Nonprofit child care providers, parents, and others are asking state officials to allocated $45 million in funding as part of the state’s housing bond bill in order to renovate or build preschool and afterschool centers for children across the state.
Currently, one of the primary sources of financing for child care providers who want to renovate or update their facilities is the Children’s Investment Fund, which is managed by the Community Economic Development Assistance Corporation (CEDAC), a public-private partnership. The fund has provided $10 million in financing for facilities upgrades over the past 20 years, but advocated say more money is needed.

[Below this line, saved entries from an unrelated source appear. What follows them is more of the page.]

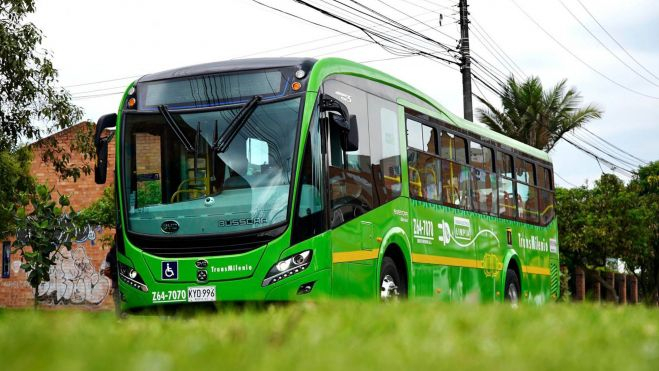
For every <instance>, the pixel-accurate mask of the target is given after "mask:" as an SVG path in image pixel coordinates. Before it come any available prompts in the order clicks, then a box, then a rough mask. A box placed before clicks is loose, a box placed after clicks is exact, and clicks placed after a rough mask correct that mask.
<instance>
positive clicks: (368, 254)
mask: <svg viewBox="0 0 659 371" xmlns="http://www.w3.org/2000/svg"><path fill="white" fill-rule="evenodd" d="M322 91H323V94H324V96H325V98H327V99H334V100H335V101H336V102H340V103H341V104H342V105H344V106H345V107H346V108H347V110H348V112H349V115H350V116H352V115H354V116H355V117H354V118H353V119H352V120H353V121H354V120H356V125H357V128H358V138H359V142H358V146H357V147H358V148H357V149H356V150H355V149H354V148H348V147H347V138H346V130H345V128H344V127H342V126H341V125H340V123H337V122H336V119H337V114H338V112H337V111H336V110H334V111H332V110H327V111H325V112H322V113H321V121H322V122H323V123H324V125H326V128H327V130H326V131H325V132H326V133H327V138H326V139H327V148H328V150H327V152H328V153H327V155H328V170H327V174H328V188H327V189H328V198H329V228H330V234H331V235H330V243H331V249H332V295H333V296H338V297H363V298H371V297H375V296H376V295H377V294H379V291H376V288H377V282H376V281H377V276H376V272H377V270H376V265H377V257H378V255H377V245H376V239H375V231H374V228H375V227H374V222H373V220H371V219H370V218H369V214H367V213H369V212H370V211H371V210H372V209H373V208H374V193H373V184H372V183H373V175H372V171H371V161H370V155H369V131H368V116H367V104H366V99H367V95H366V93H365V92H364V91H362V90H360V89H357V88H355V87H353V86H350V85H348V84H344V83H342V82H339V81H336V80H328V81H326V82H325V83H324V84H323V89H322ZM321 111H323V109H321ZM339 119H340V118H339ZM348 120H350V119H348Z"/></svg>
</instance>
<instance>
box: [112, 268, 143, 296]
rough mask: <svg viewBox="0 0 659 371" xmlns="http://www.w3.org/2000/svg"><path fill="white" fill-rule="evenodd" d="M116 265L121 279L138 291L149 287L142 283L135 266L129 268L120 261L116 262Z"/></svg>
mask: <svg viewBox="0 0 659 371" xmlns="http://www.w3.org/2000/svg"><path fill="white" fill-rule="evenodd" d="M117 266H118V268H119V278H121V280H122V281H124V282H125V283H127V284H129V285H130V286H132V287H134V288H136V289H138V290H140V291H144V292H147V291H149V288H148V287H147V286H146V285H145V284H144V280H143V279H142V277H140V274H139V273H137V271H136V270H135V268H131V267H129V266H127V265H126V264H124V263H122V262H117Z"/></svg>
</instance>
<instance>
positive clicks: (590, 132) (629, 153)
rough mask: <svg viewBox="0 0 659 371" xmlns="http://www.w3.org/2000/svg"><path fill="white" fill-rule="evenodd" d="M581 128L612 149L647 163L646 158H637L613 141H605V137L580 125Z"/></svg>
mask: <svg viewBox="0 0 659 371" xmlns="http://www.w3.org/2000/svg"><path fill="white" fill-rule="evenodd" d="M581 129H582V130H584V131H586V132H587V133H589V134H590V135H592V136H593V137H595V138H596V139H598V140H599V141H601V142H603V143H605V144H608V145H609V146H611V147H613V148H614V149H616V150H618V151H620V152H621V153H623V154H625V155H627V156H628V157H630V158H633V159H634V160H637V161H640V162H641V163H643V164H647V163H648V162H647V161H646V160H643V159H640V158H638V157H636V156H634V155H632V154H631V153H629V152H627V151H625V150H623V149H621V148H620V147H618V146H616V145H615V144H613V143H611V142H609V141H607V140H606V139H604V138H602V137H600V136H599V135H597V134H595V133H593V132H592V131H590V130H588V129H586V128H585V127H581Z"/></svg>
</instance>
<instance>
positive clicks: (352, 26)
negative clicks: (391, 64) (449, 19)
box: [253, 0, 458, 64]
mask: <svg viewBox="0 0 659 371" xmlns="http://www.w3.org/2000/svg"><path fill="white" fill-rule="evenodd" d="M253 1H255V2H257V3H258V1H257V0H253ZM295 1H296V2H297V3H299V4H302V5H305V6H307V7H309V8H311V9H313V10H316V11H318V12H319V13H321V14H323V15H326V16H328V17H330V18H333V19H335V20H338V21H341V22H343V23H346V24H348V25H350V26H352V27H355V28H357V29H359V30H361V31H362V32H363V33H364V34H365V35H366V36H368V37H369V39H371V40H372V42H373V43H375V44H378V45H380V46H381V47H382V48H383V49H385V50H387V51H389V52H391V53H393V54H396V55H407V54H416V55H424V56H427V57H429V58H434V59H438V60H442V61H444V62H447V63H453V64H458V62H456V61H454V60H451V59H447V58H444V57H440V56H438V55H436V54H435V52H434V51H430V52H428V51H426V50H422V49H414V48H411V47H410V46H409V45H408V44H405V43H404V42H402V41H400V40H397V39H395V38H392V37H390V36H388V35H383V34H381V33H379V32H375V31H373V30H371V29H369V28H368V27H366V26H364V25H361V24H359V23H357V22H355V21H351V20H349V19H347V18H344V17H341V16H339V15H337V14H334V13H332V12H330V11H329V10H326V9H321V8H318V7H317V6H314V5H312V4H309V3H307V2H305V1H302V0H295ZM260 4H262V3H260ZM262 5H264V4H262ZM266 6H267V5H266ZM268 7H269V6H268ZM275 9H276V8H275ZM376 13H377V12H376ZM288 14H290V13H288ZM291 15H292V14H291ZM292 16H294V17H297V16H295V15H292ZM298 18H299V17H298ZM385 19H387V20H388V21H393V20H391V19H390V18H388V17H385ZM313 23H315V22H313ZM315 24H317V23H315ZM398 24H400V23H398ZM317 25H320V24H317ZM320 26H321V27H328V26H324V25H320ZM402 27H405V26H402ZM399 28H400V27H399ZM405 31H408V32H410V33H412V34H415V35H416V34H419V33H418V32H415V31H413V30H410V29H409V28H406V29H405ZM339 32H340V31H339ZM421 36H422V37H423V38H424V39H427V40H428V41H431V42H433V43H435V44H437V45H439V46H441V47H443V48H448V50H450V47H447V46H446V45H444V44H442V43H440V42H438V41H436V40H434V39H431V38H428V37H427V36H425V35H421ZM376 38H378V39H380V40H383V41H385V42H388V43H390V44H393V45H395V46H396V47H398V48H396V47H393V48H392V46H391V45H386V44H383V43H382V42H379V41H377V40H376ZM401 48H402V49H401Z"/></svg>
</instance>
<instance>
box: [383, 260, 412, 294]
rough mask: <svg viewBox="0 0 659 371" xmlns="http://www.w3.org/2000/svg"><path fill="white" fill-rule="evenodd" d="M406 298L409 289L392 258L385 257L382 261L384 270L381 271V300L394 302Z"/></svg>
mask: <svg viewBox="0 0 659 371" xmlns="http://www.w3.org/2000/svg"><path fill="white" fill-rule="evenodd" d="M406 296H407V287H406V286H405V282H404V281H403V279H402V275H401V273H400V272H399V271H398V267H396V263H395V262H394V260H393V259H392V258H391V257H388V256H385V257H384V258H383V259H382V269H381V270H380V299H381V300H382V301H392V300H398V299H402V298H404V297H406Z"/></svg>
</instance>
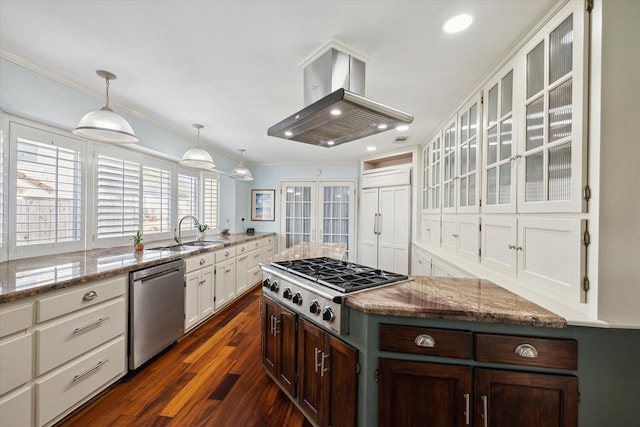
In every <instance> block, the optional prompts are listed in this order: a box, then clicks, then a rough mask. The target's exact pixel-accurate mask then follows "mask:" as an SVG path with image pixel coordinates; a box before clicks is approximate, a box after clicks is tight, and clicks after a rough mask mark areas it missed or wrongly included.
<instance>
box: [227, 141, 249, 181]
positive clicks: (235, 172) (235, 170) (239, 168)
mask: <svg viewBox="0 0 640 427" xmlns="http://www.w3.org/2000/svg"><path fill="white" fill-rule="evenodd" d="M238 151H240V164H239V165H238V166H237V167H235V168H233V170H232V171H231V173H230V174H229V178H233V179H235V180H237V181H253V175H252V174H251V171H250V170H249V168H247V167H246V166H245V165H244V163H243V162H242V154H243V153H244V152H245V150H243V149H241V150H238Z"/></svg>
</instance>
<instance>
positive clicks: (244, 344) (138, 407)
mask: <svg viewBox="0 0 640 427" xmlns="http://www.w3.org/2000/svg"><path fill="white" fill-rule="evenodd" d="M260 295H261V290H260V287H257V288H256V289H254V290H253V291H250V292H249V293H248V294H246V295H245V296H243V297H242V298H240V299H239V300H238V301H236V302H234V303H233V305H231V306H229V307H228V308H226V309H225V310H223V311H222V312H221V313H218V314H216V315H215V316H214V317H213V319H210V320H209V321H207V322H205V324H204V325H202V326H200V327H199V328H198V329H196V330H195V331H193V332H192V333H190V334H189V335H187V336H186V337H185V338H183V339H182V340H181V341H180V342H178V343H177V344H175V345H174V346H173V347H171V348H170V349H169V350H167V351H166V352H164V353H163V354H161V355H160V356H158V357H157V358H156V359H154V360H153V361H151V362H150V363H149V364H148V365H147V366H145V367H143V368H142V369H141V370H140V371H139V372H136V373H134V374H133V375H130V376H129V377H127V378H125V379H124V380H122V381H121V382H119V383H118V384H116V385H115V386H113V387H112V388H111V389H110V390H108V391H107V392H105V393H104V394H103V395H101V396H99V397H98V398H96V399H95V400H94V401H92V402H91V403H89V404H88V405H87V406H86V407H84V408H82V409H80V410H79V411H78V412H76V413H75V414H73V415H72V416H70V417H68V418H67V419H65V420H63V421H62V422H61V423H59V424H58V426H57V427H74V426H82V427H86V426H145V427H146V426H181V427H191V426H216V427H218V426H234V427H245V426H255V427H271V426H278V427H281V426H287V427H310V426H311V424H310V423H309V422H308V421H307V420H306V419H305V418H304V416H303V415H302V413H301V412H300V411H299V410H298V409H297V408H296V406H295V405H294V404H293V403H291V402H290V400H289V398H288V397H287V396H286V395H285V394H284V392H283V391H282V390H280V388H279V387H278V386H277V385H276V384H275V383H274V382H273V380H272V379H271V378H270V377H269V376H268V375H267V374H266V373H265V371H264V368H263V367H262V362H261V356H260V314H259V301H260Z"/></svg>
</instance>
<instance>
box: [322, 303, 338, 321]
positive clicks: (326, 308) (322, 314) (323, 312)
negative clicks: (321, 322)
mask: <svg viewBox="0 0 640 427" xmlns="http://www.w3.org/2000/svg"><path fill="white" fill-rule="evenodd" d="M335 319H336V315H335V314H333V310H331V307H325V308H324V310H322V320H324V321H326V322H329V323H333V321H334V320H335Z"/></svg>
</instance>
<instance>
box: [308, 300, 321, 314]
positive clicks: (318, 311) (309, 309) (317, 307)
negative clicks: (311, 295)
mask: <svg viewBox="0 0 640 427" xmlns="http://www.w3.org/2000/svg"><path fill="white" fill-rule="evenodd" d="M309 313H311V314H320V304H318V301H312V302H311V305H310V306H309Z"/></svg>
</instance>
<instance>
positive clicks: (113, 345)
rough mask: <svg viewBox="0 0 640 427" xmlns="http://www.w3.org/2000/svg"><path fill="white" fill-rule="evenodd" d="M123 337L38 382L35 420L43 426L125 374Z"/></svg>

"[Child care] providers want to ensure that their children have opportunities for healthy development and learning, but too often, those efforts are hampered by poor space," said Mav Pardee, program manager for the fund, in a statement. "If they had greater access to capital resources, they could build space to support high quality programming. We’ve been pleased to help so many centers improve their physical plant, but we know there many still waiting for resources."
In 2011, the Children’s Investment Fund released a study that assessed the state of childhood education facilities in Massachusetts. The research identified capital needs in both the physical condition and layout of many sites that undermine the Commonwealth’s ambitious educational policy goals.
Representatives from the United Way of Mass Bay and Merrimack Valley, the Greater Lawrence Community Action Council and the Massachusetts Association for Early Care and Education plan to testify in support of the bill at a hearing on Beacon Hill Thursday.